Tracr
A personal time tracker built because nothing else fit the way I actually work.
- TypeScript
- SQLite
- Bun
- Node.js
I’ve tried every time tracker. Toggl, Clockify, the one built into Notion, the one built into Jira. They all want you to work the way they think you work — projects with sub-projects, billable vs. non-billable, weekly summary emails.
Tracr is different because it has exactly the features I need and nothing else.
What it does
You run it from the terminal. You start a timer with a short description. You stop it. That’s the core loop. The data lives in a local SQLite file. There’s a log command that shows what you’ve been doing. There’s a summary command that groups by tag or project.

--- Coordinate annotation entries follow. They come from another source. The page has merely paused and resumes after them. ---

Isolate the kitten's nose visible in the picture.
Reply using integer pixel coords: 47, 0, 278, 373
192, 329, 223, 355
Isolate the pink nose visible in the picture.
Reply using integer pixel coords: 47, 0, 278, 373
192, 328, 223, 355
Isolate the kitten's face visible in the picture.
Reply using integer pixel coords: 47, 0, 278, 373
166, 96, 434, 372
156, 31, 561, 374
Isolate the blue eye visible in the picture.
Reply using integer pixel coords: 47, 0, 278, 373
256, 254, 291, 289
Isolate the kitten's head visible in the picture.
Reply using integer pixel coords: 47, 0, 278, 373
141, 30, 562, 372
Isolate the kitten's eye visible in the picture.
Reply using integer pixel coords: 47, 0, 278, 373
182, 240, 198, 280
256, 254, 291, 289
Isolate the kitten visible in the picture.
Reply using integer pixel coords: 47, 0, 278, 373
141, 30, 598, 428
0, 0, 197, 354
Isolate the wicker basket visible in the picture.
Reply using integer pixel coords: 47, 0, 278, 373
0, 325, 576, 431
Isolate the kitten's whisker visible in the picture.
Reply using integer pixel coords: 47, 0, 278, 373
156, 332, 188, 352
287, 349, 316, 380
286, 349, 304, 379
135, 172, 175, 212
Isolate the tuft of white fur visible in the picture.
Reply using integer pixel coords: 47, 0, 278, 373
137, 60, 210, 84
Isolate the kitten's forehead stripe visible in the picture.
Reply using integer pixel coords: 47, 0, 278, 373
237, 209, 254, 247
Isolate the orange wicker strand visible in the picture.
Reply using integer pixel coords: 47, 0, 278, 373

No cloud sync. No web dashboard. No accounts. A file on your disk that you own.
Why raw SQL
I started with an ORM — Drizzle, specifically. It’s a good ORM. But I kept fighting it whenever I needed a query that didn’t fit the happy path. Aggregations, window functions, custom time bucketing — all things SQLite does well and all things that become awkward through an abstraction layer.
Switched to raw SQL with a thin query helper. The queries are readable, the migrations are just .sql files, and I understand exactly what’s hitting the database.
Status
Active development. I use it daily. Occasionally I add something I’ve been missing. The schema has been stable for a few months now.